7) One-Sided, Constant Communication
They will constantly call, text, or message you. Although you may enjoy constant communication at the beginning of a relationship, love bombing communication is typically one-sided and overwhelming.
8) Causing You Feel Unbalanced
A narcissist’s attention will make you feel insecure and unbalanced, never knowing what to expect from them. At one point, they may pressure you into spending time with them 24/7 only to discard you after some time showing no remorse or empathy.
9) Being Overly Needy
No matter how devoted and committed you are, it never seems to be enough to satisfy your partner’s narcissistic impulses. The toxic person’s love bombing strategies will make you feel obligated to answer their every need.

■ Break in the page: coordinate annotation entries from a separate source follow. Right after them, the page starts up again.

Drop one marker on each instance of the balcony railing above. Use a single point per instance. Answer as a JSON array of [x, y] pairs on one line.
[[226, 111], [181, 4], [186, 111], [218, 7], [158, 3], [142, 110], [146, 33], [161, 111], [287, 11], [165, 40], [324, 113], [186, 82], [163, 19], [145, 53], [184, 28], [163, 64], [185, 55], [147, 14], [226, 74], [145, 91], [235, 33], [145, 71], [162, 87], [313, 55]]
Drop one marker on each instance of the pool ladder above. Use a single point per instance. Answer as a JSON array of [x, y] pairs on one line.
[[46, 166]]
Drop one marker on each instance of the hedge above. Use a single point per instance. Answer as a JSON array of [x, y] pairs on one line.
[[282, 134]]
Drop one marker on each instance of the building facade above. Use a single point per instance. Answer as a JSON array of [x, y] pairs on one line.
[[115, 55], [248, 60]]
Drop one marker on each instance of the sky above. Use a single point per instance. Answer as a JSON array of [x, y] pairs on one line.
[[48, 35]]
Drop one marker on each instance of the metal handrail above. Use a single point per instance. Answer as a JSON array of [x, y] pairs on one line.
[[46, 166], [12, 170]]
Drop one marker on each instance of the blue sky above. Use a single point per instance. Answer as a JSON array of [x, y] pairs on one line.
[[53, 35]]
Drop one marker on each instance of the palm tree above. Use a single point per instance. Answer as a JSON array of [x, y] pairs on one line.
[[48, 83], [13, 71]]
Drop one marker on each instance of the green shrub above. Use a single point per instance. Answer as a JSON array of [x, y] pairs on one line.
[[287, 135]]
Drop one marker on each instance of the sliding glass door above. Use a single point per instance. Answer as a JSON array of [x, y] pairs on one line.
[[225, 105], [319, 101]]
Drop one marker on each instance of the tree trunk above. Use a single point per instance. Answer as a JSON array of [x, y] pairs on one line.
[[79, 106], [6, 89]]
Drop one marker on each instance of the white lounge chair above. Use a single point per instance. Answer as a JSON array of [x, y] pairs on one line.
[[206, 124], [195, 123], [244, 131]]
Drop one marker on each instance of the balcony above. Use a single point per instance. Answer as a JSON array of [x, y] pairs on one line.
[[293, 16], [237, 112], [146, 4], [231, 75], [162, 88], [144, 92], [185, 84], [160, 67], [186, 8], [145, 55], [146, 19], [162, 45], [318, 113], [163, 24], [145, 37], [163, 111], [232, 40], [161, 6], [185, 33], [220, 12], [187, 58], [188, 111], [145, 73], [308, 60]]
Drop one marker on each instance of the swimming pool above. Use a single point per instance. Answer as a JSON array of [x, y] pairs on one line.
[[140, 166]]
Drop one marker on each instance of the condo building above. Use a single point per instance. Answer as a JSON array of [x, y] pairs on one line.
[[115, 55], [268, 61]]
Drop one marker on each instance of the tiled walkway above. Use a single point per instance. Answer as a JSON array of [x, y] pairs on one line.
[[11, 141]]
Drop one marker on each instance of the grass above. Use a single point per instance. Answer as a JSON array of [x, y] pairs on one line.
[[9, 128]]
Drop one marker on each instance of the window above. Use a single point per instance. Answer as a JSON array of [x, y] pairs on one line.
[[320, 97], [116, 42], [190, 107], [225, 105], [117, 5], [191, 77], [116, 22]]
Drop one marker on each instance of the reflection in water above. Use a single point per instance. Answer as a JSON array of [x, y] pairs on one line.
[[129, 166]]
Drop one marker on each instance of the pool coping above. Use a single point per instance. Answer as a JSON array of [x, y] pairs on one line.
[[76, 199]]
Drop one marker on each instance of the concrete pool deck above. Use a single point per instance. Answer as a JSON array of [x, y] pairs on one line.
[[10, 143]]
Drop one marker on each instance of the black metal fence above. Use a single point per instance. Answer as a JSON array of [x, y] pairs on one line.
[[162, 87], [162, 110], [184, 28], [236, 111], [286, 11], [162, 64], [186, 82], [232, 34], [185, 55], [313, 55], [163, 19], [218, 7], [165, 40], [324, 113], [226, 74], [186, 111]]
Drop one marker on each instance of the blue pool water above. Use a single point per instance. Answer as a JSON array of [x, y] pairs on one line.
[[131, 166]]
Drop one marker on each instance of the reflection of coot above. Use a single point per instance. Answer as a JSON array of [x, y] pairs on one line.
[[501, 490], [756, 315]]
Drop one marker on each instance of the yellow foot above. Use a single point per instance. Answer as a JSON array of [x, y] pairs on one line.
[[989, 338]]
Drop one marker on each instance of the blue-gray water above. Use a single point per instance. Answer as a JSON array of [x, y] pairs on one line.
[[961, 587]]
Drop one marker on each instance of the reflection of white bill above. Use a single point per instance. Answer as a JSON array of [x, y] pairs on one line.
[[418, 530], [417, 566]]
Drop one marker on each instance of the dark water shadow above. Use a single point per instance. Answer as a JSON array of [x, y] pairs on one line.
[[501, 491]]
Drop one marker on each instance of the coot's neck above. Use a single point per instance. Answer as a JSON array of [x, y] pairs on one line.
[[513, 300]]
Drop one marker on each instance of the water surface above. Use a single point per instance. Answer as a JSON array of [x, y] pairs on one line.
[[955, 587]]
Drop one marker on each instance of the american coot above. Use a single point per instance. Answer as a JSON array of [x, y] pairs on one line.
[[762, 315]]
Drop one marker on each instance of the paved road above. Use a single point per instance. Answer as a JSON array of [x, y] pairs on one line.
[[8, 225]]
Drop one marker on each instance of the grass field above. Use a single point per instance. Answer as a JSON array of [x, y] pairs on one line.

What To Do If Someone Bombs You
If you suspect that your partner uses love bombing to manipulate and control you, here are a few things you can do to protect yourself:
- Journal about your experiences and feelings – journaling can help you gain a better perspective on your relationship.
- Surround yourself with positive people – friends and family can provide necessary validation and support.
- Seek support – a therapist and/or coach can help you identify the love bombing cycle, set boundaries, and break free from narcissistic abuse.
- Set firm and consistent boundaries.
Not every genuine expression of love and admiration is love bombing. However, if your intuition tells you something is off, follow that feeling to avoid being love-bombed by a narcissist.